Consolidation générale du Marché de l’Art

La Chine s’impose clairement cette année comme la première puissance du Marché de l’Art mondial, avec un produit des ventes aux enchères de 4,79 Mrd$ et 91 400 lots adjugés.

Répartition du produit des ventes 2016 par pays

Répartition du produit des ventes 2016 par pays

En 2015, le marché chinois avait fait face à un important réajustement et annoncé un chiffre d’affaires en baisse de -26 %, alors même que les États-Unis réalisaient le meilleur produit des ventes de leur histoire, totalisant 6,2 Mrd$. En 2016, la situation s’inverse : le Marché de l’Art se stabilise en Chine, -2 %, mais subit une contraction de -36 % en Occident. Celle-ci coûte aux États-Unis leur place de leader du Marché de l’Art, avec 3,5 Mrd$ pour 72 500 lots vendus.
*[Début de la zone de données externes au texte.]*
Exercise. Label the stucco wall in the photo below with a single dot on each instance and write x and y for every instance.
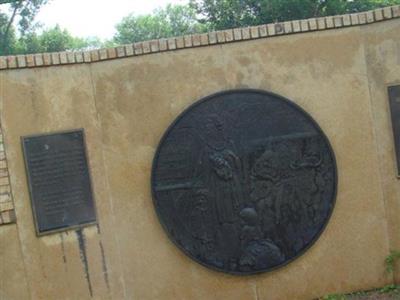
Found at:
(339, 77)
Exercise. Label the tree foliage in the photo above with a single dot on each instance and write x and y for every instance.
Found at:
(19, 34)
(173, 20)
(23, 10)
(223, 14)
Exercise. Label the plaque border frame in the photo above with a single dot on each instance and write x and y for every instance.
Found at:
(29, 184)
(199, 101)
(392, 117)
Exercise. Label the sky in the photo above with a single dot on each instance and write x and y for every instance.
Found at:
(84, 18)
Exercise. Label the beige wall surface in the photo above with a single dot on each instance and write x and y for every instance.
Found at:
(339, 77)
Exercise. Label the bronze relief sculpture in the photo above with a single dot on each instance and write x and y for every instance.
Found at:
(244, 181)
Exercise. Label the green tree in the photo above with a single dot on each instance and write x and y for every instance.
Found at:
(223, 14)
(23, 10)
(173, 20)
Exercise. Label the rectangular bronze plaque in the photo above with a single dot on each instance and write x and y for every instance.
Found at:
(394, 100)
(59, 181)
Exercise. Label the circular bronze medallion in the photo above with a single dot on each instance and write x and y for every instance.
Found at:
(244, 181)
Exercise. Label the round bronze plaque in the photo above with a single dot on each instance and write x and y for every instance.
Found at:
(244, 181)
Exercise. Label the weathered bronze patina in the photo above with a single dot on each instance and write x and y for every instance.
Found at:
(244, 181)
(394, 102)
(59, 181)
Evolution du produit des ventes par pays

Evolution du produit des ventes par pays

Entre 2009 et 2014, les pays occidentaux ont connu cinq années consécutives de croissance. Ils ont maintenu le rythme sur l’exercice 2015, grâce à un marché haut de gamme extraordinairement soutenu : 140 enchères supérieures à 10 m$, dont deux résultats au-dessus de 170 m$ (un seuil qui n’avait jamais été franchi auparavant). Naturellement, cette croissance exponentielle des prix ne pouvait durer indéfiniment et les hésitations financières – amorcées au 2nd semestre de 2015 – ont raréfié pour un temps les chefs-d’œuvre dans les salles de ventes. Ainsi, seulement 61 œuvres ont dépassé les 10 m$ en 2016, n’atteignant jamais les 9 chiffres. La pénurie de chefs-d’oeuvre a principalement impacté les recettes des grandes places de marché anglo-saxonnes : New York -43 % et Londres -30 %, où se concentre l’essentiel des ventes de prestige.

Intensification des échanges en Occident +11 % : USA +24 %, UK +27 %

Le Marché de l’Art s’est montré extraordinairement dynamique en Occident, tout au long d’une année tumultueuse, marquée par de nombreux rebondissements politiques et les hésitations des marchés financiers. L’intensité des échanges a permis de compenser en partie le ralentissement du produit des ventes.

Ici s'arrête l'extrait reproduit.